# Pseudobulk Data for Differential Expression Testing

**Pinned Environment:** [`envs/sc-spatial.yaml`](../../envs/sc-spatial.yaml)  

In [None]:
import os
from pathlib import Path
import scanpy as sc
import pandas as pd
import numpy as np
import matplotlib.pyplot as plt
import sys
import session_info

In [None]:
sys.path.append(str(Path.cwd().resolve().parents[1]))

from config.paths import BASE_DIR

h5ad_dir = BASE_DIR / "data/h5ad/export_10"
input_file = h5ad_dir / "iec-subset-resolvi-cc-v2.h5ad"
output_dir = BASE_DIR / "deseq2/epithelial"
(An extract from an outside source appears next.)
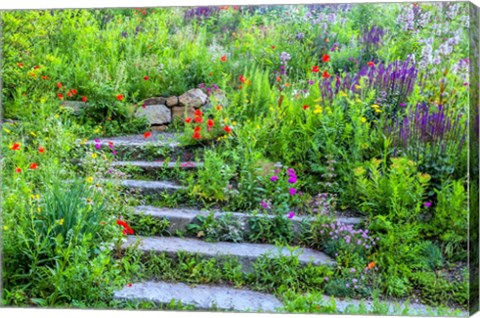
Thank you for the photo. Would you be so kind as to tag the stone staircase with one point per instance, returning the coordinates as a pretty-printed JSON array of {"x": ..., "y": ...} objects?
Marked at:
[{"x": 131, "y": 150}]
h5ad_dir.mkdir(parents=True, exist_ok=True)
output_dir.mkdir(parents=True, exist_ok=True)

In [None]:
adata = sc.read_h5ad(input_file)
adata

In [None]:
# rename zones
zone_mapping = {0: "Stem/Progenitor", 1: "Early", 2: "Late"}

adata.obs["cellcharter_zones"] = adata.obs["epithelial_cc_3"].map(zone_mapping)

In [None]:
assert "counts" in adata.layers, "Raw counts layer 'counts' not found in adata."

group_col = "group"
sample_col = "sample_id"
zone_col = "cellcharter_zones"

output_dir = os.path.join(base_dir, "deseq2/epithelial/prepped-data")
os.makedirs(output_dir, exist_ok=True)

for zone in adata.obs[zone_col].unique():
    print(f"Processing zone: {zone}")

    zone_mask = adata.obs[zone_col] == zone
    zone_adata = adata[zone_mask].copy()

    pseudobulk_counts = {}
    sample_metadata = []

    for sample in zone_adata.obs[sample_col].unique():
        sample_mask = zone_adata.obs[sample_col] == sample
        sample_adata = zone_adata[sample_mask]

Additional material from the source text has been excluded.